Wednesday, April 14, 2004

2 GOOD NOT 2 B TRUE: Okay, so everyone knows that Prince wrote "Nothing Compares 2 U", made famous by Sinead O'Connor, "Sugar Walls" for Sheena Easton, and countless songs for The Time and Sheila E., and that Cyndi Lauper's "When You Were Mine" was a cover of a Prince song from Dirty Mind.

And I vaguely remembered, and confirmed today, that he wrote the Bangles' "Manic Monday" -- which, when you think about it, sounds like it could've easily been on Around the World in a Day or Parade.

But am I the last person in the world to find out that he co-wrote Stevie Nicks' "Stand Back"? Yeesh, that's an odd one.
DAMN! I WISH I WERE YOUR LAWYER: Hey, everyone: a Sophie B. Hawkins sighting!

Up next, Jill Sobule and Tevin Campbell resurface.
SAVE GEORGE HUFF: Seriously, yo, that was not his best performance, but he's still the best male singer in the competition. That song is cursed on the show, and he's in trouble because nobody was down-and-out awful who isn't always awful-but-gets-votes-anyway. This may have been his "New Attitude" night, I fear.

Fantasia rocked my world on "Summertime", and the people who normally annoy me (the Johns, Jasmine and Diana) clearly still belong in dead singer storage.

But the big revelation of the AI3 night was judge Quentin Tarantino. Seriously. A judge who has watched the show before and knows something about the performers. Who isn't afraid to judge. What a concept.

But, as Jen points out, the best part of Movie Night was this: no f*cking immigrant mouse song.

Tuesday, April 13, 2004

THE TRUE NORTH: Israel and the Palestinians. China and Taiwan. India and Pakistan.

And now, Canada and Denmark.

Yes. As reported by political scientist and cross-the-hall-freshman-year-dormmate Danny Geffen and others, our polite Tim Horton's-lovin' neighbors to the north are engaged in a fierce territorial dispute with the indecisive, clean-furniture-designin' Danes over Hans Island.

Could this be our blog's new muktuk? Do they eat muktuk on Hans Island? Will the Comments thread to this post descend into a series of jabs at Canadian and Danish stereotypes? (Are there Danish stereotypes?)

Wait and see.

Monday, April 12, 2004

WE BUILT THIS CITI: You know that scene, late in Rudy, when Ned Beatty comes through the tunnel at Notre Dame Stadium and proclaims the field to be "the most beautiful sight these eyes have ever seen"?

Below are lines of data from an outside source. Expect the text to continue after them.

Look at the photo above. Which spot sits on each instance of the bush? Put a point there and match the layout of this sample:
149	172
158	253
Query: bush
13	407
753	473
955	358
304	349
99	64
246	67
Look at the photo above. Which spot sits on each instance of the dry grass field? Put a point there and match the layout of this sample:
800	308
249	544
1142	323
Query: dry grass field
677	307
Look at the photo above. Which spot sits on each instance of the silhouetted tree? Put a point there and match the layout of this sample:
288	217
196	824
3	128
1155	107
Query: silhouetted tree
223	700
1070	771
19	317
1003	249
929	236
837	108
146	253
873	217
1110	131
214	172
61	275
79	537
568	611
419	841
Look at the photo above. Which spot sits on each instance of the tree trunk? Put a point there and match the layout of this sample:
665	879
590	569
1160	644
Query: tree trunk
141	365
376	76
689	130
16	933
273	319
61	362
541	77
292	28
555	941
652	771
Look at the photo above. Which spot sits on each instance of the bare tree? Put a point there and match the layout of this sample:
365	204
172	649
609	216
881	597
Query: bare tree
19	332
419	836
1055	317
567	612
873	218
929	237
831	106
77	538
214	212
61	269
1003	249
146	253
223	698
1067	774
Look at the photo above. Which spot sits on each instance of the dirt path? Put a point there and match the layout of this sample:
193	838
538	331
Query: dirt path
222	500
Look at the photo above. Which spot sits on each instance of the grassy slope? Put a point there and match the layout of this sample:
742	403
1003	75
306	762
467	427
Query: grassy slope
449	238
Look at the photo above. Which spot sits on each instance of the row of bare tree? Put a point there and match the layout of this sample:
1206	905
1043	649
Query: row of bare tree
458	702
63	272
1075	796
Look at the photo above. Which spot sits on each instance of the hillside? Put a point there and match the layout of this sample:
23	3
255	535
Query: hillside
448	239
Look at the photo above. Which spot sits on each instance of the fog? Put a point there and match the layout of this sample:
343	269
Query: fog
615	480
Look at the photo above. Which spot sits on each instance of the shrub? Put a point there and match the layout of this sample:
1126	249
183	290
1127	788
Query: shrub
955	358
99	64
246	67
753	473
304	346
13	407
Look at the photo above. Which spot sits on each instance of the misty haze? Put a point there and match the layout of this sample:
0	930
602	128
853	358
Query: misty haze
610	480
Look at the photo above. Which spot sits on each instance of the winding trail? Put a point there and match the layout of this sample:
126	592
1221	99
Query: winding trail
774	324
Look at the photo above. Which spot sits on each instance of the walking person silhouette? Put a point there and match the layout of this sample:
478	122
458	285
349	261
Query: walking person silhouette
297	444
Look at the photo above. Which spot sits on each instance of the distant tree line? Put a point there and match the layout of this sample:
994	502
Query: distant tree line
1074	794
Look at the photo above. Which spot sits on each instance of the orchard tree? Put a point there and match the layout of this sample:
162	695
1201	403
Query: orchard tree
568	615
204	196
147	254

Well, visiting the Phillies' Citizens Bank Park today for the first time wasn't quite that.

Yes, it's a good park. And there are really nice touches -- a spare, Deco clock in dead center field; old school pennants proclaim the Phillies' few memorable seasons; wonderfully helter-skelter looking walkways connecting the left field upper deck with the scoreboard section; all the seats face home plate; and, more than anything, a sense of angularity. This place has corners all over the place, and it's neat. (I wish there were pictures I could link to; sorry.)

But there's some problems, and not just that the park isn't in Center City where it belongs. The concourses lack tv monitors to let you watch the game while waiting in line for food, and they feel way too confined, although that may have been accentuated by the combination of crowd and precipitation. The food's undersized and overpriced, as you'd expect. The scoreboards provide batting average and runs batted in statistics, but not on-base or slugging percentages. You can't see the bullpens from a lot of seats. And, in general, the Phillies' upgrade in accomodations didn't come with an upgrade in game-day production -- same tired songs, tired video segments, tired Phanatic shtick.

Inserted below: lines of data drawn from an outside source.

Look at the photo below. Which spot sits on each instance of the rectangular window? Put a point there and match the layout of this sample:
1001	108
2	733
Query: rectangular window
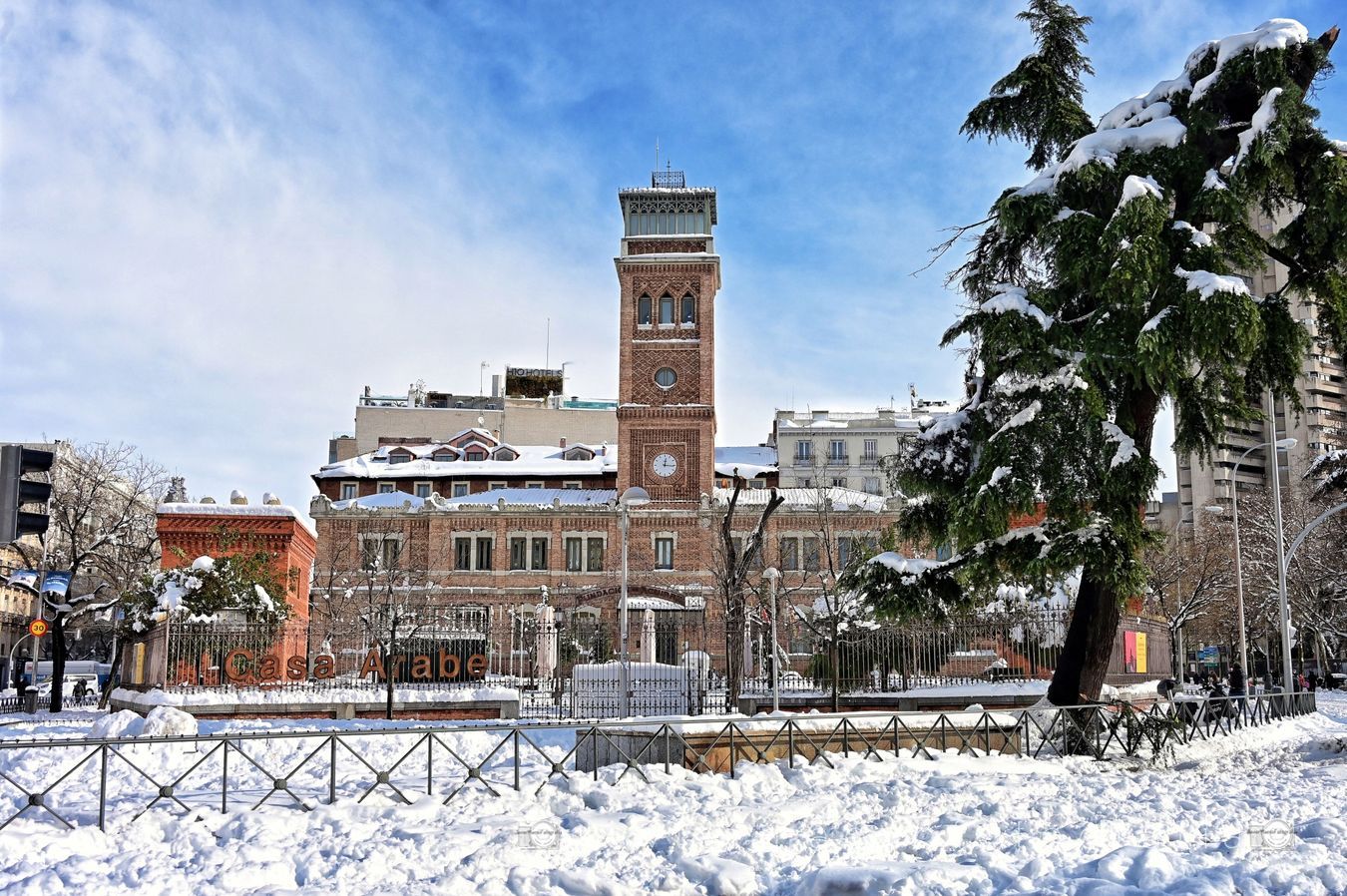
663	553
368	553
811	554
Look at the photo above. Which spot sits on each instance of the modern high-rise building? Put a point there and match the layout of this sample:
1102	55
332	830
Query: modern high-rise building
1320	426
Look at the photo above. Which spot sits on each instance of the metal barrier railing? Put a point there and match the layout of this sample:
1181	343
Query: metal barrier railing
81	781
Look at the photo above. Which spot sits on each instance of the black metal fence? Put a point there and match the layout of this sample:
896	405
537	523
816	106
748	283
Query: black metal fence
85	781
561	662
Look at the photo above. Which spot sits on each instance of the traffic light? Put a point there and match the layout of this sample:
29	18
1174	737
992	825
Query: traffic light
16	492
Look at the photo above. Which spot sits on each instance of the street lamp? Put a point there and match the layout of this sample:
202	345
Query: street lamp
772	574
1239	577
634	496
1189	516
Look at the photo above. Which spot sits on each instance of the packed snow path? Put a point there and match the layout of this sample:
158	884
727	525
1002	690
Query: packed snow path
1257	812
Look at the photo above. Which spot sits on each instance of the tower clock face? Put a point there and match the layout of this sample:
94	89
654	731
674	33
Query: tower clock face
665	465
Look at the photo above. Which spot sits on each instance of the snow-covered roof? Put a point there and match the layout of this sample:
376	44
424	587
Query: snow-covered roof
482	500
534	460
186	508
750	461
841	499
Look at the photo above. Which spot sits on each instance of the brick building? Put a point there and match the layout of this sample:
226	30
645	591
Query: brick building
476	520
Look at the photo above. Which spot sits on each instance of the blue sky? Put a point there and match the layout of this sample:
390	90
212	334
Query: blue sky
220	222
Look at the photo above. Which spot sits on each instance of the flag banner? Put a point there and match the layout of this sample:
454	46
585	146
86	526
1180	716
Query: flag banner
24	578
57	584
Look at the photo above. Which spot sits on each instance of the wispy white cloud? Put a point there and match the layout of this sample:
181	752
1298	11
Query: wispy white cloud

But the biggest problem is this, and it's the same thing I said after they opened the Linc: if the team is going to lose, it's not magically more pleasant because they're losing on natural grass now.

In the end, a winning stadium is a happy one, even at the Vet, and a loss is no less painful for having occurred under brighter lights and prettier seats. If the team doesn't win, this place will be as empty as PNC or Miller Park is -- Philadelphia fans are way too savvy to spent good money attending bad baseball.

This is a playoff-caliber team, but 1-6 is no way to start a season.